Somnambule - Writing About Music

LJF: Rune Grammofon night
Susana & the Magical Orchestra, In The Country, Supersilent

Cargo, London, November 2006

It sometimes seems that the torrent of innovative releases coming out of Norway at the turn of the new millennium has slowed to a trickle, yet the country’s main labels including Jazzland, Smalltown Supersound (and its sibling Smalltown Superjazzz) are still busily recording new artists alongside their existing rosters. Likewise Rune Grammofon, which has released eight new albums this year alone. The artists responsible for two of those releases are playing tonight, joined by Supersilent, the much revered group responsible for the label’s debut release.

First on is Susanna And The Magical Orchestra. The winsome singer, sister of pianist Christian Wallumrod looks very much as if she’s stepped out of an Ingmar Bergman film. Her delivery, as per the two albums, seldom rises above a breathy murmur. Joined by Morten Qvenild, the one man Magical Orchestra, the duo make gentle, mournful music that’s an acquired taste that this writer has thus far failed to acquire. Qvenild returns to the stage for the next set as leader of In The Country. Drummer Pal Hausken and Qvenild are decked out in red and white cowboy shirts while bassist Roger Arntzen looks every inch the classical music school graduate. Together they play near headless jazz which is seemingly free to roam any fanciful which way it wants. They use this freedom to explore odd corners of would-be secret rooms to attractive effect.

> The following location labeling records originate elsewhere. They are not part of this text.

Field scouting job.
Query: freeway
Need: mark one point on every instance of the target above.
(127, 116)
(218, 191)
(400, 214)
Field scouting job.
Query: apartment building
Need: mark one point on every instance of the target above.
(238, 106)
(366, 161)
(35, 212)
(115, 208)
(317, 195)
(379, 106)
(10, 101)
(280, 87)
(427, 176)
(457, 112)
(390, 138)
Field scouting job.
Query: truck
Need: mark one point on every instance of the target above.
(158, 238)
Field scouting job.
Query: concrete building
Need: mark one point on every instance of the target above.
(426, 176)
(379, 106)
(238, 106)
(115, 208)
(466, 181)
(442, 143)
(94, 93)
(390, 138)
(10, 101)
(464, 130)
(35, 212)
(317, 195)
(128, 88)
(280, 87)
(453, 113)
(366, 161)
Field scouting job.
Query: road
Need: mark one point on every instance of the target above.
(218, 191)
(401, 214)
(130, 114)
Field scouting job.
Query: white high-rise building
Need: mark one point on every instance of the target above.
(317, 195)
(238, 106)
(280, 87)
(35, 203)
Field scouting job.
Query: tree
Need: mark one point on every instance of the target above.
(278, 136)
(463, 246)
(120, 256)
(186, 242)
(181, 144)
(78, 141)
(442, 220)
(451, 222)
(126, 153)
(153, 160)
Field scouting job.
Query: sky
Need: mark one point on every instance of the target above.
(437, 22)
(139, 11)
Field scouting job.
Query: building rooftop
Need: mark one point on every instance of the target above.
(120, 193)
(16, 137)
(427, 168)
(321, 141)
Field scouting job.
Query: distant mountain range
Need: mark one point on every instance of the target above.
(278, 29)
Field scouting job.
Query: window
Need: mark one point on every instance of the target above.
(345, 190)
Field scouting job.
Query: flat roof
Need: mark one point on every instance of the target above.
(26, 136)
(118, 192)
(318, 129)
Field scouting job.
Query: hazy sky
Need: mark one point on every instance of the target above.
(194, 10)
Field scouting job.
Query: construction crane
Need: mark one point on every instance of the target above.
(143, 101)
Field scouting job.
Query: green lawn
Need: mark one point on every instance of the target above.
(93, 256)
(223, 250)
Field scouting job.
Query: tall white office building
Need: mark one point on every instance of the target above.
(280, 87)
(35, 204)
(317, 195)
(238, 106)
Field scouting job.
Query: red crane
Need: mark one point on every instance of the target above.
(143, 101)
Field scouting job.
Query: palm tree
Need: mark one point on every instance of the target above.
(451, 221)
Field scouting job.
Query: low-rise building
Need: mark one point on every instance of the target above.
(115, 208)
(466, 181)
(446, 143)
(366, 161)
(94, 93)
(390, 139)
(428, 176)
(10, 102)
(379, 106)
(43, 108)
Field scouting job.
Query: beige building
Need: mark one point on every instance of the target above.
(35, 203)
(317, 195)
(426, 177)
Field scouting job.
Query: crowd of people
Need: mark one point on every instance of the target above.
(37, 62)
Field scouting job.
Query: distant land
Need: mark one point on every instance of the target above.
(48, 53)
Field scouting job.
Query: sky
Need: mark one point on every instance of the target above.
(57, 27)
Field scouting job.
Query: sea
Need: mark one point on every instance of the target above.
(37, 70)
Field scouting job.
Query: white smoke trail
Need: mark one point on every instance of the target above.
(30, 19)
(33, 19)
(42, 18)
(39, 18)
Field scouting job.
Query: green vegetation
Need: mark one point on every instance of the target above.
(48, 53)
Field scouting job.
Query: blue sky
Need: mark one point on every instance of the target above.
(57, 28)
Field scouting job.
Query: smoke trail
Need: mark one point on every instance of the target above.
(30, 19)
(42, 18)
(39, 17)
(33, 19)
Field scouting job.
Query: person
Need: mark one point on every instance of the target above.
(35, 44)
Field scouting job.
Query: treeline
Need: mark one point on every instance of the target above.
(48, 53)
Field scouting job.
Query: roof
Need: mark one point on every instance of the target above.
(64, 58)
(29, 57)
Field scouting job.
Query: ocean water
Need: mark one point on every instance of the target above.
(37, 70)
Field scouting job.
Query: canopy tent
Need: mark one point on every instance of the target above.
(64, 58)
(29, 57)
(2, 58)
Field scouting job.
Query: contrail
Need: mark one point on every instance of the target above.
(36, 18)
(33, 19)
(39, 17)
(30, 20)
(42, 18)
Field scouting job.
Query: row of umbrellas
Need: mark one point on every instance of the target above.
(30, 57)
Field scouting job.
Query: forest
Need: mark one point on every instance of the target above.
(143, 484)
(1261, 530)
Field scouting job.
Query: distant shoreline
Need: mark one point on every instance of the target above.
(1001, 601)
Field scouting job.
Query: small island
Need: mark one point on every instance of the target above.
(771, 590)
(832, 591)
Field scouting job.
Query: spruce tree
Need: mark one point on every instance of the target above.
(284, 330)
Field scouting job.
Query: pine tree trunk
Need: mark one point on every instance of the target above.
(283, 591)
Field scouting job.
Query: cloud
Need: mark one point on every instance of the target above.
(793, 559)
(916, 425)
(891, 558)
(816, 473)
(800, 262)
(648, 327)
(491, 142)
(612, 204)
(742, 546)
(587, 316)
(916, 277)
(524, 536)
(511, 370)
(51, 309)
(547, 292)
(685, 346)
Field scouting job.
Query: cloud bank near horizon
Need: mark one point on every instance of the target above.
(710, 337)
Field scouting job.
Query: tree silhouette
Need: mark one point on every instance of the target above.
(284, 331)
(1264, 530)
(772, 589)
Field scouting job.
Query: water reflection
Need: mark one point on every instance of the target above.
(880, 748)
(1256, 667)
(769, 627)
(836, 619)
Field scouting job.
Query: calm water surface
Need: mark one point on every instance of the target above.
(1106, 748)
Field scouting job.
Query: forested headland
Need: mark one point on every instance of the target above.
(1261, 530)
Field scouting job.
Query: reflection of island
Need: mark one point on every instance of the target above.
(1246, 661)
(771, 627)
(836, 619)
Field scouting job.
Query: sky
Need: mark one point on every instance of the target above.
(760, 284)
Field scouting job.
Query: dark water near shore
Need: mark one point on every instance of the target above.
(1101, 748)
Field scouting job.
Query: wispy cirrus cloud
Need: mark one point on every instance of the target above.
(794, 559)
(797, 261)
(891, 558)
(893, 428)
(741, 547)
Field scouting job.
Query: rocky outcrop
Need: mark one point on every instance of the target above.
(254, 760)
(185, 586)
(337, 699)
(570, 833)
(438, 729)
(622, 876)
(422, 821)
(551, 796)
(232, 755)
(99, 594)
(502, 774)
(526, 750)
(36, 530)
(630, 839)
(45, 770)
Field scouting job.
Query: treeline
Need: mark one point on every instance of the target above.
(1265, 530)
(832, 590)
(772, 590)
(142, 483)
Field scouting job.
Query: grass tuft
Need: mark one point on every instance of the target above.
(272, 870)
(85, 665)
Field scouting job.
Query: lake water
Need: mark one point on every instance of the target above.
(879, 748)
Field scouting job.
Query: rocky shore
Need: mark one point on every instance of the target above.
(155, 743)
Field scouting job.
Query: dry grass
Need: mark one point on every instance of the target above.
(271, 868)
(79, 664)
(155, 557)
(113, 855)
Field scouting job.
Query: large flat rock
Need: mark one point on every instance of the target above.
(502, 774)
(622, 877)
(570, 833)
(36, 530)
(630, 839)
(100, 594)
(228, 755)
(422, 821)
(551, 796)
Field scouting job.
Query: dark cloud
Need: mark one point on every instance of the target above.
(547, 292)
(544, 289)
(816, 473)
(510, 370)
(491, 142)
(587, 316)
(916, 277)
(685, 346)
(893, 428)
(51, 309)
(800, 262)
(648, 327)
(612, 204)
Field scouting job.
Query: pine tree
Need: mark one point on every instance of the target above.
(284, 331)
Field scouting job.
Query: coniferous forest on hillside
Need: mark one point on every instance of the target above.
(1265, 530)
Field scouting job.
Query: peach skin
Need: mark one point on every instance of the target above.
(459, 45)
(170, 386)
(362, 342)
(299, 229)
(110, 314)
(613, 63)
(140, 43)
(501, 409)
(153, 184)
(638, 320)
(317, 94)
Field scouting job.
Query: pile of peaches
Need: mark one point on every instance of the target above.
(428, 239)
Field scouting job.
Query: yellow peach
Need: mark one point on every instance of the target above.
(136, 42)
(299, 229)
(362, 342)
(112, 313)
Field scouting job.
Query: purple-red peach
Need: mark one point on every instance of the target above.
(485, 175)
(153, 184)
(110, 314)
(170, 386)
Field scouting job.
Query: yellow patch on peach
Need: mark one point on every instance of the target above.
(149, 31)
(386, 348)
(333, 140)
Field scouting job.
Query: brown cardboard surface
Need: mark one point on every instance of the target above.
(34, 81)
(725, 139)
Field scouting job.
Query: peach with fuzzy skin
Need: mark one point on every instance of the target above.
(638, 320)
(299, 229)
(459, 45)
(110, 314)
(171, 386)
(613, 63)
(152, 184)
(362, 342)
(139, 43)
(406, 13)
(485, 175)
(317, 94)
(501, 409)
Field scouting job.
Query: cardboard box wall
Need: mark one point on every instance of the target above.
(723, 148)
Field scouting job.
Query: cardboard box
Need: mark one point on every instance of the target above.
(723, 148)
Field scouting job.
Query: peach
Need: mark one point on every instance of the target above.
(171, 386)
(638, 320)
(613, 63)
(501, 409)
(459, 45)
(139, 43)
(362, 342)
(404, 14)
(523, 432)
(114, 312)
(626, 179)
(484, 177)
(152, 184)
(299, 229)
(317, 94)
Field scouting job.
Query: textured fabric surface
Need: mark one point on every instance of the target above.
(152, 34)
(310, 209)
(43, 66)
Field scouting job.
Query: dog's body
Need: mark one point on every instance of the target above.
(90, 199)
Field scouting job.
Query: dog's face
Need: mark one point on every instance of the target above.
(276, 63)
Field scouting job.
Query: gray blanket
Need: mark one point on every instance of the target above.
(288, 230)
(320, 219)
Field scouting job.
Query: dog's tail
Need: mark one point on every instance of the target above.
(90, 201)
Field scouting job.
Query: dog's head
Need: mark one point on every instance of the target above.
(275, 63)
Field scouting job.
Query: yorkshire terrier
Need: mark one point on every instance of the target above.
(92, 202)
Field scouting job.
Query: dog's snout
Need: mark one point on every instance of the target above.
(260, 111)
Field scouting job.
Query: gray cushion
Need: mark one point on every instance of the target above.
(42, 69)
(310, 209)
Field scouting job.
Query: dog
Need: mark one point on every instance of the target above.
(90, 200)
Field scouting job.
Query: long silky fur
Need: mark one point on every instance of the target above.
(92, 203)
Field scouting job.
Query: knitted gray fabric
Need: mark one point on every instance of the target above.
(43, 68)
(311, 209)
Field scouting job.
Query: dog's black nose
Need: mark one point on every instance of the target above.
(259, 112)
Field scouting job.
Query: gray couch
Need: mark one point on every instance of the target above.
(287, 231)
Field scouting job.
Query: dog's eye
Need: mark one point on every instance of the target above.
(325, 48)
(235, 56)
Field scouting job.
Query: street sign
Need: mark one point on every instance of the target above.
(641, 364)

Supersilent take the stage last. The group, now almost a decade old, delivers a veritable onslaught of freely improvised sound alongside melodic passages of striking beauty. They play tonight – as always - with striking sincerity. Beginning with familiar, scattered knuckle thumps that gradually cohere into falling regal tones against a backdrop of eastern trills. As the music moves into bassier territories, the effect on this member of the audience is akin to occupying a berth deep in the hold of an ocean liner while depth charges explode arrhythmically at close quarters. Supersilent continue to navigate virgin waters with an untrammelled intensity. We follow gratefully in their wake.